The distribution of redox-sensitive elements, those whose speciation in part depends on ambient oxygen availability, in sedimentary minerals are commonly applied to reconstruct oxygen availability in ancient seawater. Hardisty's group is engaged in a number of these applications, with a focus on understanding seawater oxygen concentrations and distribution during the early evolution of marine eukaryotes and animals. Our past and ongoing work  has focused on the application of iodine in carbonate rocks to track past seawater iodate concentrations. Recent findings culminating from these works (left, Lu et al., 2018, Science) reveal that well-oxygenated ocean's similar to today may not have become characteristic until as early as 200 million years ago.

Work to fill in gaps in the record, provide independent constraints from other redox proxies, understand the role of diagenesis on the carbonate iodine record, and better constrain the modern iodine cycle are the next steps. Using MSU's new clean lab, laser ablation, and ICP-MS, our research group has active plans to utilize additional concentration and isotope-based tracers to constrain ocean chemistry on a range of timescales through Earth history.

 Caption: Fossilized coral (Pleistocene age) at Windley Key State Park in the Florida Keys. Understanding the ongoing chemical and mineralogical transitions that occur after deposition in carbonate from the Keys and Bahamas are pivotal to interpreting carbonate geochemistry in the ancient record.

Carbonate diagenesis

As a contributor to collaborations with the University of North Carolina, Yale University, Georgia Tech, and Arizona State University, we are actively seeking to understand the post-depositional, or diagenetic, influences on a range carbonate-hosted paleoredox proxies.

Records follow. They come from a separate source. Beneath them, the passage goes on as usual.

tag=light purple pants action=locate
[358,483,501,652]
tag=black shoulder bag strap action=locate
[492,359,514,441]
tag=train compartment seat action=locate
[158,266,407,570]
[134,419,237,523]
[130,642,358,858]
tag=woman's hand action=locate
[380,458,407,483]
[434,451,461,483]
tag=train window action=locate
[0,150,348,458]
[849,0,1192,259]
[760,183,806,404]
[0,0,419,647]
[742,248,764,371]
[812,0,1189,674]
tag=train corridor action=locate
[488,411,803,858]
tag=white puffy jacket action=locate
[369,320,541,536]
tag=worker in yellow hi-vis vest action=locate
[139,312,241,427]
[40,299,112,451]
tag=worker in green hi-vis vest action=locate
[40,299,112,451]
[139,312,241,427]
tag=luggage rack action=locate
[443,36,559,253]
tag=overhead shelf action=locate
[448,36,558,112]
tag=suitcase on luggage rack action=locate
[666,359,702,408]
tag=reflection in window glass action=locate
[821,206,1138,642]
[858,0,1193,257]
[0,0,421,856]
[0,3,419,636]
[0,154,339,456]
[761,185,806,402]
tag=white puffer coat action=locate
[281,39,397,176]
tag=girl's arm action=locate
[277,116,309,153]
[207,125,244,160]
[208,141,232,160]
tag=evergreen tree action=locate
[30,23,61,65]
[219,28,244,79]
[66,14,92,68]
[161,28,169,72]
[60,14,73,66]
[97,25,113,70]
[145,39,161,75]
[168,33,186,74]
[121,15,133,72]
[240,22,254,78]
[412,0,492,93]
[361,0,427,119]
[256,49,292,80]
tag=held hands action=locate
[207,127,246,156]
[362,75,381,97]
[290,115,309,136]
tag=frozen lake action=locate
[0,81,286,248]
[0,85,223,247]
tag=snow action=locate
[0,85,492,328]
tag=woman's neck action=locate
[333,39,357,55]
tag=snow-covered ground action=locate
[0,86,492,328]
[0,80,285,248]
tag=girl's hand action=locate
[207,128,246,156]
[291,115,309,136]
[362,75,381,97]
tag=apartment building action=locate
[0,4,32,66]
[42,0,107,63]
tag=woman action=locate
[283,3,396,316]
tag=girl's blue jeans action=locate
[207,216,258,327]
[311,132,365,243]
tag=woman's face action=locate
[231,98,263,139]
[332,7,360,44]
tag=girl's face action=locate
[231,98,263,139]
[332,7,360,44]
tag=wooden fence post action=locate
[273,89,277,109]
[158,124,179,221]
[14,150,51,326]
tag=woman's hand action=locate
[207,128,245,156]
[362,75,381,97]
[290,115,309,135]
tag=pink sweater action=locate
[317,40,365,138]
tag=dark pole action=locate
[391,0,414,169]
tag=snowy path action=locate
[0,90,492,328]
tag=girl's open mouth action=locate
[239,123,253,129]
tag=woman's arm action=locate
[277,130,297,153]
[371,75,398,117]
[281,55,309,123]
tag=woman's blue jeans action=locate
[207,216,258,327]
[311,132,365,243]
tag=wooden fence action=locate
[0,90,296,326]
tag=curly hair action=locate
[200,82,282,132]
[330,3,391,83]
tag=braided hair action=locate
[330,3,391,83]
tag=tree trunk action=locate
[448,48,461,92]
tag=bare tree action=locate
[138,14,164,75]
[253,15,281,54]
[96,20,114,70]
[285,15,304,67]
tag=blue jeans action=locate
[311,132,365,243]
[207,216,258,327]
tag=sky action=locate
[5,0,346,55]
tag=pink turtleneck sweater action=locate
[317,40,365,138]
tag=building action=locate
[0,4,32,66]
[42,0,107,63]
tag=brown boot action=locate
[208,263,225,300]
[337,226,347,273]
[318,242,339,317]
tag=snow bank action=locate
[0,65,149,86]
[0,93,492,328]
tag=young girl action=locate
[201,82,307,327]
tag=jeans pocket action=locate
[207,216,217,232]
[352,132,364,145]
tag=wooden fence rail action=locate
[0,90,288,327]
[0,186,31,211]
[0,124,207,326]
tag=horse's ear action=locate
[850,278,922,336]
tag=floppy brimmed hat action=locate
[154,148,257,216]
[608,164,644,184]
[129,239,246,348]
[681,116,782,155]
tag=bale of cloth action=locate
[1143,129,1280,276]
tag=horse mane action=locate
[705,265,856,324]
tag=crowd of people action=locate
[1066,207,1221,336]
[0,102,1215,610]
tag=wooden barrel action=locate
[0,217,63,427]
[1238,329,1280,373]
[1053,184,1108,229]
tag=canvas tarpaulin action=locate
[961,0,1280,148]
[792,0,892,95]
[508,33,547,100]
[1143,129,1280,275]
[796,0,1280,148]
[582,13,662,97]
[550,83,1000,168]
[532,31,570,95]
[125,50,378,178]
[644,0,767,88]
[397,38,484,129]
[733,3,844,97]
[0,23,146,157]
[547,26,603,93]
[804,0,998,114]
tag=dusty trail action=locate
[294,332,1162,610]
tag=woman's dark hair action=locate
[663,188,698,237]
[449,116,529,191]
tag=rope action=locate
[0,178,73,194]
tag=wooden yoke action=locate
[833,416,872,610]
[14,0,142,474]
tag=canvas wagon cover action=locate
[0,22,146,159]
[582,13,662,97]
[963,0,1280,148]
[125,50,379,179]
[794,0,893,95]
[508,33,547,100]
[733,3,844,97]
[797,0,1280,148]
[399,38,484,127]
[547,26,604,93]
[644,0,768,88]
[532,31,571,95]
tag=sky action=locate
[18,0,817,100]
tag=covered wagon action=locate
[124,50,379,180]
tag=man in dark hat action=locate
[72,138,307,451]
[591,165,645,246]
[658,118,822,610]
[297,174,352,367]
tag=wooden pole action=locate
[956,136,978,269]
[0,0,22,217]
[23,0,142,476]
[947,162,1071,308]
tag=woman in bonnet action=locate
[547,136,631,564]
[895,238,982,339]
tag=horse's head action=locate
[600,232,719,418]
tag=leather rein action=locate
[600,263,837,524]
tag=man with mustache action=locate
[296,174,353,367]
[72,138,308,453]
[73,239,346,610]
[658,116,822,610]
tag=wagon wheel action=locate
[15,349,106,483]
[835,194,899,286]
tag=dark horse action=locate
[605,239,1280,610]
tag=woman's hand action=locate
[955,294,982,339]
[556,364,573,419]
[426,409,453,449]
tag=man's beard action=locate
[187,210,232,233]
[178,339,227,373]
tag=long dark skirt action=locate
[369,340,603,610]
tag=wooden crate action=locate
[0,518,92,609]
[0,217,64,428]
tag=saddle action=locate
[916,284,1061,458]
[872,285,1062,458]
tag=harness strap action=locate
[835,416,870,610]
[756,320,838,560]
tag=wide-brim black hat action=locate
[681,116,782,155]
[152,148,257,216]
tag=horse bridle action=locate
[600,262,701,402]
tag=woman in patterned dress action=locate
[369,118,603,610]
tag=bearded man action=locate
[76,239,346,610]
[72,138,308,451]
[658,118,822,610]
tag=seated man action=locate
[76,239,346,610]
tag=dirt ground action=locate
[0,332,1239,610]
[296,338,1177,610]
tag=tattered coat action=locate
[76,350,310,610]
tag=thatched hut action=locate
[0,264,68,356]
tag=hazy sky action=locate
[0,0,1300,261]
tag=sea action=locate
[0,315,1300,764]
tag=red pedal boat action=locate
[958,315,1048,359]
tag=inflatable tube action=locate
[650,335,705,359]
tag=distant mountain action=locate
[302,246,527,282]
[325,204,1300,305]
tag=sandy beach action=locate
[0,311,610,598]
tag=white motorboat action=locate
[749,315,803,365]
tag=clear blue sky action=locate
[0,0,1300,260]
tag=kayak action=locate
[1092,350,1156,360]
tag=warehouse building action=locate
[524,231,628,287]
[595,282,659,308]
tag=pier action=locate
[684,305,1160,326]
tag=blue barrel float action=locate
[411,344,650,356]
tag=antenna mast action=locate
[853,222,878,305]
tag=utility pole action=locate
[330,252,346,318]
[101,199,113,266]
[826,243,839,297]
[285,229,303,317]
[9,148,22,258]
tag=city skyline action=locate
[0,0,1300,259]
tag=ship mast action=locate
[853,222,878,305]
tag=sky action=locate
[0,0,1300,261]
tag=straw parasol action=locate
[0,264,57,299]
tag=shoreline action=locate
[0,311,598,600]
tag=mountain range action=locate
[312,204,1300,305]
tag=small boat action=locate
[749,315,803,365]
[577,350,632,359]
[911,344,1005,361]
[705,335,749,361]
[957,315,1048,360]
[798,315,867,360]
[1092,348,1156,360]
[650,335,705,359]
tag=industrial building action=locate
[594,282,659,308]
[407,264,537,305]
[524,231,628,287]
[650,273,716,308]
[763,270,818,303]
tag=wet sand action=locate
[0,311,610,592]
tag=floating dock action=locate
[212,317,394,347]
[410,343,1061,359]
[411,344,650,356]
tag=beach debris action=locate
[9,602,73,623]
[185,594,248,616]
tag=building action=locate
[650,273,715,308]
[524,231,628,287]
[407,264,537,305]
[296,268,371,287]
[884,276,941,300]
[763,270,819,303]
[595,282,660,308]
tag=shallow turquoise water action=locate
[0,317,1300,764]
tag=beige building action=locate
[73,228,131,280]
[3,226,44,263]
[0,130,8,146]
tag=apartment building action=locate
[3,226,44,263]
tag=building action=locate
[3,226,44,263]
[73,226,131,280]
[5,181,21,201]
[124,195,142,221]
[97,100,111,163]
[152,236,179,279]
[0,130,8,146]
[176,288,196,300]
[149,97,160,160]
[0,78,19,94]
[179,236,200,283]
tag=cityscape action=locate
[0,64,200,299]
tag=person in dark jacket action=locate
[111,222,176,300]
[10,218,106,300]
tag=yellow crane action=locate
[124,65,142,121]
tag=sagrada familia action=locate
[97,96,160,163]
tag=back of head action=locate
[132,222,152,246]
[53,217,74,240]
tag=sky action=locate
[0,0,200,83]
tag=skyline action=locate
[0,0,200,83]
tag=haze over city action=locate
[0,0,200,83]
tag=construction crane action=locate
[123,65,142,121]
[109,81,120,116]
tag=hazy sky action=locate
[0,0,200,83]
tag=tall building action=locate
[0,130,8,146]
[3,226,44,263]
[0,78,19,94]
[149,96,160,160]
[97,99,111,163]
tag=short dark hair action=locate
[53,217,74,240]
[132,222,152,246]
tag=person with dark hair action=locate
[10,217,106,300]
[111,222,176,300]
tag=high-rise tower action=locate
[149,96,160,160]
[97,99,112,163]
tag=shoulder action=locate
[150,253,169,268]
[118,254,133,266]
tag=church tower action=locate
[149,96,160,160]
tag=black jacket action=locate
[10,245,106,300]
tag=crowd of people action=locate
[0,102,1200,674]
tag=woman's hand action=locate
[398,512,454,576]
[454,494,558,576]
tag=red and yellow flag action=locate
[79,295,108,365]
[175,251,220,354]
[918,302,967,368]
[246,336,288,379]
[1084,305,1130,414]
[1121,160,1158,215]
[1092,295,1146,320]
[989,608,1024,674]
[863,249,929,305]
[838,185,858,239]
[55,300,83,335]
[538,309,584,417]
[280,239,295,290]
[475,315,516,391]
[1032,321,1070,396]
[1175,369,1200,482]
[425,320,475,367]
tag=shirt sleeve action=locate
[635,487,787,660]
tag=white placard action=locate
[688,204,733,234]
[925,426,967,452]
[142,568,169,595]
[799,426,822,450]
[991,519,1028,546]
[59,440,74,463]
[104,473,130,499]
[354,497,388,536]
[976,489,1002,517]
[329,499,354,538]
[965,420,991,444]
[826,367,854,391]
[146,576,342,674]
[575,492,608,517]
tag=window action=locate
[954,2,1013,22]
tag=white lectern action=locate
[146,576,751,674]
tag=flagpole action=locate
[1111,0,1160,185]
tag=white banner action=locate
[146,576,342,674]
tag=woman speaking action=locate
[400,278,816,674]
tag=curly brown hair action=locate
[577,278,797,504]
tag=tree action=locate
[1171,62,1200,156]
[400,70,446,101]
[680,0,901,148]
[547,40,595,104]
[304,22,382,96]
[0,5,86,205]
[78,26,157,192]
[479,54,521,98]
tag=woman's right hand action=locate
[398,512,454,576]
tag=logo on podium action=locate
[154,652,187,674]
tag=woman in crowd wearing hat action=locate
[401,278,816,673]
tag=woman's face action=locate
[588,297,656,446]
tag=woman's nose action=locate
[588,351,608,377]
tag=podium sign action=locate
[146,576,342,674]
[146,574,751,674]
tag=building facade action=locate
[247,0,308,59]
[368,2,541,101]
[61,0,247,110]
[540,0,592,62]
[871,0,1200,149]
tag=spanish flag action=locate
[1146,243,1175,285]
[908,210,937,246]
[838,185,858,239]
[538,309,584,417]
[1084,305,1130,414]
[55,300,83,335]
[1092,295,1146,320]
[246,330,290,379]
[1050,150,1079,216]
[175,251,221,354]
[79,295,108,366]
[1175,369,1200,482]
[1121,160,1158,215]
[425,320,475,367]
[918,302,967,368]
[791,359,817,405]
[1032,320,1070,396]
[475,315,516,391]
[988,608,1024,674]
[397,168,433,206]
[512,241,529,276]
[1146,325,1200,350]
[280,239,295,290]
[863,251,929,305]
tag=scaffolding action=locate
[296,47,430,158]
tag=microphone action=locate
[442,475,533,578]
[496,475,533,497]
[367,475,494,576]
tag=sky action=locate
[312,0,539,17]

We are evaluating paleoredox proxies (I/Ca, Ce anomaly, U isotopes, among others) in the same well-characterized carbonate samples from the Great Bahamas Bank to recognize influences beyond primary seawater chemistry on the elemental and isotopic compositions we view today. The ultimate goal is to make applications to less-constrained ancient carbonates more quantitative through the use of multiple proxies whose relationships are well known in analogous modern rock types.